Optional: Quick refresher of scientific notation

Question A7

term	estimate	std.error	statistic	df	p.value
(Intercept)	67.16	0.93	72.48	51.06	<.001 ***
poly1	-3.29	0.34	-9.80	48.95	<.001 ***
poly2	0.01	0.01	0.76	90.00	.448
TasksADL	0.10	0.81	0.12	60.05	.907
TaskMemory	1.24	0.81	1.53	60.05	.132
poly1:TasksADL	1.36	0.27	5.04	60.08	<.001 ***
poly1:TaskMemory	-3.98	0.27	-14.73	60.08	<.001 ***
poly2:TasksADL	-0.01	0.02	-0.75	90.00	.453
poly2:TaskMemory	0.34	0.02	19.27	90.00	<.001 ***

For the cADL Task, what is the estimated average performance where x = 0?
For the sADL and Memory Tasks, is the estimated average where x = 0 different to the cADL Task?
For the cADL Task, how does performance change for every increasing time point? (what is the estimated linear slope?)
- Note, the quadratic term poly2 is non-significant, so we’ll ignore it here
For the sADL Task, how is the change in performance over time different from the cADL Task?
The answer to c) + the answer to d) will give you the estimated slope for the sADL Task.
For the Memory task, how does performance change for every increasing time point?
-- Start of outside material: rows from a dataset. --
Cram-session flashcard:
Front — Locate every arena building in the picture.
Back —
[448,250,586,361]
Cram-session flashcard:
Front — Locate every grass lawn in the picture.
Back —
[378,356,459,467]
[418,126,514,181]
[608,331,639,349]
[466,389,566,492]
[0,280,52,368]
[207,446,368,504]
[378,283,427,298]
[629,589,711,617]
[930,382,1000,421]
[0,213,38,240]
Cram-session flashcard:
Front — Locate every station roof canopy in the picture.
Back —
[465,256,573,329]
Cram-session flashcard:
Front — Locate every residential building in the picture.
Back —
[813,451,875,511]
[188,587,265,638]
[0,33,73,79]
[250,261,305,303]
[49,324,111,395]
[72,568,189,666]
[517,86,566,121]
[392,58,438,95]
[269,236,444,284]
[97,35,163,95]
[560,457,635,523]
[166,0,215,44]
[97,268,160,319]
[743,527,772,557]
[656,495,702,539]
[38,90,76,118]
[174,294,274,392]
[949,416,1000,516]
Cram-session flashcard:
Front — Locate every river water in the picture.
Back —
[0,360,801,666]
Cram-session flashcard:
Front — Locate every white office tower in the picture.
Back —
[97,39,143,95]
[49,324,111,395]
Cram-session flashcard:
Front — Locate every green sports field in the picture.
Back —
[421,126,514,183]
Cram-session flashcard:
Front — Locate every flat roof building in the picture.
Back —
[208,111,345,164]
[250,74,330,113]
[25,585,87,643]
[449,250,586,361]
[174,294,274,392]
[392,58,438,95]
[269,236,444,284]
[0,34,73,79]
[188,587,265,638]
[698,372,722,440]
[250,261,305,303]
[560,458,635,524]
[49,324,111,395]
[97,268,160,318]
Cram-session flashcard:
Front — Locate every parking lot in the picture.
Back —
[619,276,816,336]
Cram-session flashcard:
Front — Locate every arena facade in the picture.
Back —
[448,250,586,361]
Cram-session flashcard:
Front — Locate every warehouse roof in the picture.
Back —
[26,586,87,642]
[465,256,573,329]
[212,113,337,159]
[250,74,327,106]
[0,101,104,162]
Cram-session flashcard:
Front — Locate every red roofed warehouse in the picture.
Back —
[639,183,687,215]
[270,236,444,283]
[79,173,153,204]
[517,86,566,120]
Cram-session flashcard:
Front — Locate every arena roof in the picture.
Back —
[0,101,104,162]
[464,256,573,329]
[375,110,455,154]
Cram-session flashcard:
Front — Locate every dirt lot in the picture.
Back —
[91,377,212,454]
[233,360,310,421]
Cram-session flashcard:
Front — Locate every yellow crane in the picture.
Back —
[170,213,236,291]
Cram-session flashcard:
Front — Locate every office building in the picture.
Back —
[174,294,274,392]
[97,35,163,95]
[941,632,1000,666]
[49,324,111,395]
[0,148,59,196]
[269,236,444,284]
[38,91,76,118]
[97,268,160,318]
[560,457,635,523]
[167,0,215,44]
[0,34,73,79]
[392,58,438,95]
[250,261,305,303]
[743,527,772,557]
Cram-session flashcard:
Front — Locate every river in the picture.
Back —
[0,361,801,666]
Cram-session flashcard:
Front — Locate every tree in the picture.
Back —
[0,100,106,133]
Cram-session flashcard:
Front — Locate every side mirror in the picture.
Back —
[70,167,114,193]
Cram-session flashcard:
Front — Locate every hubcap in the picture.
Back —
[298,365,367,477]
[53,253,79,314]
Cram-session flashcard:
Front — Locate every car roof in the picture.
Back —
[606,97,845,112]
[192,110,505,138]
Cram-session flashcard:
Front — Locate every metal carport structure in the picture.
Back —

In other words, what is the slope for the Memory task and what effect does time have?
- This is more difficult. The quadratic term is significant.
- Recall the direction of the quadratic term (positive/negative) and how this relates to the visual curvature (see back in “What’s a polynomial?”).

Solution

Question A8

Based on your answers above, can you sketch out (on paper) the model fit?

Then provide a written description.

Solution

Question A9

To what extent do model comparisons (Question A6) and the parameter-specific p-values (Question A7) yield the same results?

Solution

Question A10

Plot the model fitted values. This might be pretty similar to the plot you created in Question A2, and (hopefully) similar to the one you drew on paper for Question A8.

Solution

ggplot(Az, aes(Time, Performance, color=Task)) + 
  stat_summary(fun.data=mean_se, geom="pointrange") + 
  stat_summary(fun=mean, geom="line", aes(y=fitted(m.Az.full)))

Two quotes

“all models are wrong. some are useful.” (George Box, 1976).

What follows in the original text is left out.